As mobile operating systems evolve, the number of built-in apps is increasing. However, as app developers, we want users to use our application instead of other available apps. In this article, we will learn how we can make our app as one of the available choices when the user is prompted to select an application in the App chooser.

Basics

The Android operating system offers the use of intent filters to signal that our application is a candidate for certain actions/protocols when the user interacts with the device. Intent filters are declarations that are made in the app manifest file, which is a signal to the operating system about what actions the application can respond to. Intent filters respond to implicit intents, which specifies an action that can invoke any app capable to handle the intent.

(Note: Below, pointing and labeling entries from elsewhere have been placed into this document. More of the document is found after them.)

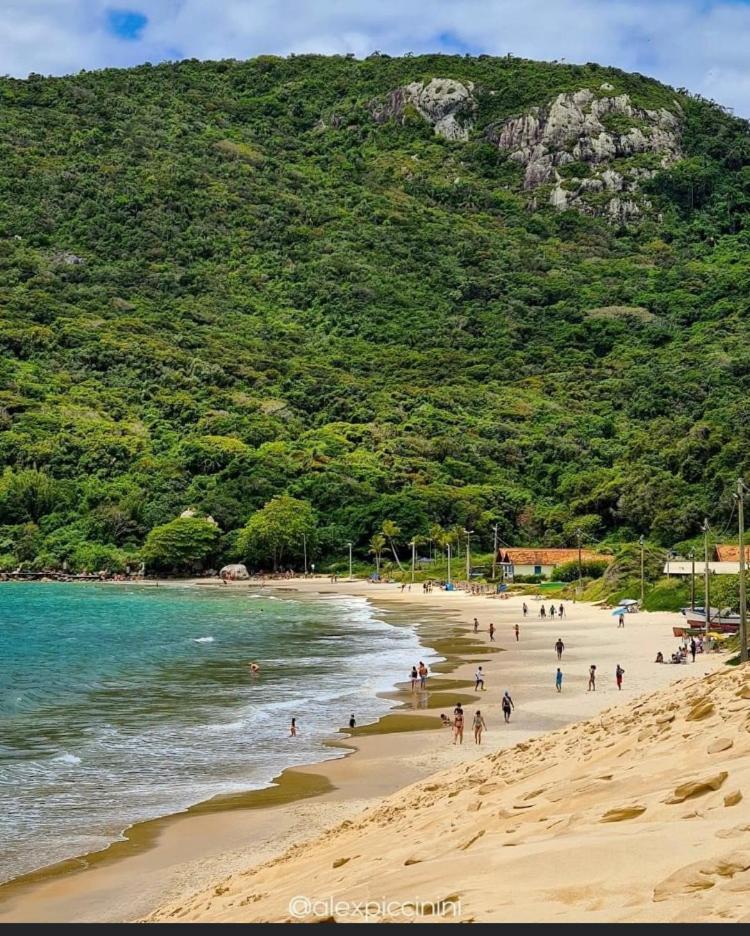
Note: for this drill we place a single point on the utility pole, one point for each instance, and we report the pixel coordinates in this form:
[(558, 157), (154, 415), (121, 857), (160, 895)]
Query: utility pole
[(468, 554), (706, 590), (741, 489), (691, 557), (641, 541)]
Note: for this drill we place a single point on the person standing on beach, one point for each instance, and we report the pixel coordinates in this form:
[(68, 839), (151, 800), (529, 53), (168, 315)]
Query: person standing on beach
[(458, 724), (592, 678), (507, 706), (479, 727)]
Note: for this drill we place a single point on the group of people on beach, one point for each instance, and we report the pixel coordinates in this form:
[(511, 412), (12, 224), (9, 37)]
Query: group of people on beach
[(478, 723)]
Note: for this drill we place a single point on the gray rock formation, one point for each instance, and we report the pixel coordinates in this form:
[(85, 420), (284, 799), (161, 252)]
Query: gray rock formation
[(446, 104), (574, 128)]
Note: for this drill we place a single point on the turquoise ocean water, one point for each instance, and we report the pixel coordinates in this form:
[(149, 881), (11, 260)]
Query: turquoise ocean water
[(119, 704)]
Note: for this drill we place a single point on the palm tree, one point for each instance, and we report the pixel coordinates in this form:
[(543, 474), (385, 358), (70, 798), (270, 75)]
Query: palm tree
[(377, 544), (390, 532)]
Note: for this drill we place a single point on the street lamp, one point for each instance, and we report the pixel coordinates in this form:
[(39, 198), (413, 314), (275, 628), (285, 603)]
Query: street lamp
[(641, 541), (468, 554)]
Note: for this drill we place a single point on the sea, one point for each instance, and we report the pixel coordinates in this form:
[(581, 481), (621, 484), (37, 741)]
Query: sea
[(124, 703)]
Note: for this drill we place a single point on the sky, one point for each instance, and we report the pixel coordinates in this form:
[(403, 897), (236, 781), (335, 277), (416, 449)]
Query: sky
[(701, 45)]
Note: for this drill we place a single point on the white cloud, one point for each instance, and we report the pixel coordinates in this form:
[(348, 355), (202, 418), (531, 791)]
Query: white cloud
[(698, 44)]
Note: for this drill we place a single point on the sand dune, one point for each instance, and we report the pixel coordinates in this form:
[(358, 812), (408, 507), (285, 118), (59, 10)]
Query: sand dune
[(635, 815)]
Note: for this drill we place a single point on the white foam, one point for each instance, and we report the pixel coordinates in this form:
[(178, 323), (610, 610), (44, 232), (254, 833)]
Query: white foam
[(66, 758)]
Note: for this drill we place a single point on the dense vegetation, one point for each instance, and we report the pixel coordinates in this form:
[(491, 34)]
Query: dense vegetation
[(223, 282)]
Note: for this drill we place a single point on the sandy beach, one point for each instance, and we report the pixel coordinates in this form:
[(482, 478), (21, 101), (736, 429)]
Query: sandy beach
[(166, 862)]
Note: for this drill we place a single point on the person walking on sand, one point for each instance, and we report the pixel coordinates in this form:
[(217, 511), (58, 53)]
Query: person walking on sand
[(414, 678), (592, 678), (479, 727), (507, 706), (458, 724)]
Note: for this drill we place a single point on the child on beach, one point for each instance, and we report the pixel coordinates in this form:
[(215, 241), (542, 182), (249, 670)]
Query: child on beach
[(479, 727), (592, 678), (507, 706), (619, 672), (458, 724)]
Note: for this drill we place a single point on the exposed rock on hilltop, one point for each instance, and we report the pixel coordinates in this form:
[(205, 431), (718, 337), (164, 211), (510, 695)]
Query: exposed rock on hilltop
[(588, 134), (446, 104)]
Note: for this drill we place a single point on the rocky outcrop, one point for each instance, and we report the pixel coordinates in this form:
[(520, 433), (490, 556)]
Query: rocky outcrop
[(594, 132), (446, 104)]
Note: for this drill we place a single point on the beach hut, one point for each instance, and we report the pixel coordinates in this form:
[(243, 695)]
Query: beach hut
[(234, 573)]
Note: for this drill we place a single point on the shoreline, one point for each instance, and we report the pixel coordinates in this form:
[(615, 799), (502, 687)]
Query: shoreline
[(381, 759)]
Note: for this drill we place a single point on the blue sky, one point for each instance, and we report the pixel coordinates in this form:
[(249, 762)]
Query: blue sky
[(698, 44)]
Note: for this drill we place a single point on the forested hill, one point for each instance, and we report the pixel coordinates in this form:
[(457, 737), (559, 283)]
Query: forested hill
[(435, 290)]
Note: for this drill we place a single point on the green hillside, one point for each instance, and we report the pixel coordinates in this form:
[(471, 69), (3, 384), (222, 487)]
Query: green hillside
[(224, 281)]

The format for specifying an intent filter is as follows:

<intent-filter android:icon="drawable resource"
                       label="string resource"
                       priority="integer" >

   <action android:name="INTENT_ACTION"/>
   <category android:name="INTENT_CATEGORY"/>
   <data android:mimeType="DATA TYPE"/>
</intent-filter>

The intent filter declaration is done at an activity level in the app manifest file.

The syntax requires an <activity> element to be present in an intent filter and can also contain <category> and <data> elements.

The icon represents the parent activity, or service that the application is declaring the capability for. The value should be a drawable resource.

The priority attribute should be used only if you desire to impose a specific order in which broadcasts are received, or if you want Android to choose a specific activity over another. The values can range between –1000 and 1000 (the default is 0).

Note that each intent filter needs to list at least one action, but it can list more than one. On the other hand, an intent filter can list zero or more categories.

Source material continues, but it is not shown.